Published in final edited form as: Cell Host Microbe. 2023 Apr 12;31(4):573–575. doi: 10.1016/j.chom.2023.03.014

From top to bottom: Staphylococci in atopic dermatitis

Sabrina J Nolan 1, Nathan K Archer 1,*
PMCID: PMC10204218  NIHMSID: NIHMS1893942  PMID: 37054676

Abstract

In this issue of Cell Host & Microbe, Kashaf et al. and Key et al. examine isolates of Staphylococcus aureus among individuals with atopic dermatitis, revealing insights into evolution, antibiotic resistance, transmission mechanisms, skin colonization, and virulence factors. These findings further our understanding of disease pathogenesis and potential treatments.
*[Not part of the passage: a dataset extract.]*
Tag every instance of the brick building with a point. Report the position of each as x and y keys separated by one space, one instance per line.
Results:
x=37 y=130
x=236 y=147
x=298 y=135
Atopic dermatitis (AD) is a multifactorial disease associated with various host and environmental components.1 Host genetic factors include dysfunction in skin barrier integrity (e.g., filaggrin) or immune responses (e.g., Th2-cell differentiation), which account for only 20% of disease heritability and cannot explain the increased prevalence of AD in industrialized countries.2-4 However, a role for the skin microbiome as emerged as a key culprit. Previous shotgun metagenomic studies have shown that staphylococcal abundance on AD-lesional skin correlates with worsened disease, caused in part by bacterial virulence factors and immune system modulation.4,5 Finally, treatments for AD include antimicrobials and immunomodulatory therapies that alleviate staphylococcal abundance and disease severity, further highlighting the microbiome as an active player.6,7

Considering the impact staphylococci have on AD disease severity, information on the genetic basis of staphylococcal genotypes, phenotypes, and global differences among AD patients is sorely lacking. To address this gap in knowledge, Kashaf et al. and Key et al. went beyond our current understanding in extensive and data-rich studies by pairing whole genome sequencing of staphylococcal species from AD patients with metagenomic (population level) data.8,9 This uncovered new insights into the role of staphylococci in AD pathogenesis, including global antibiotic resistant patterns, bacterial transmission among household members, sharing of genetic elements between bacteria on an individual, and genetic loci that correlated with AD severity (Figure 1).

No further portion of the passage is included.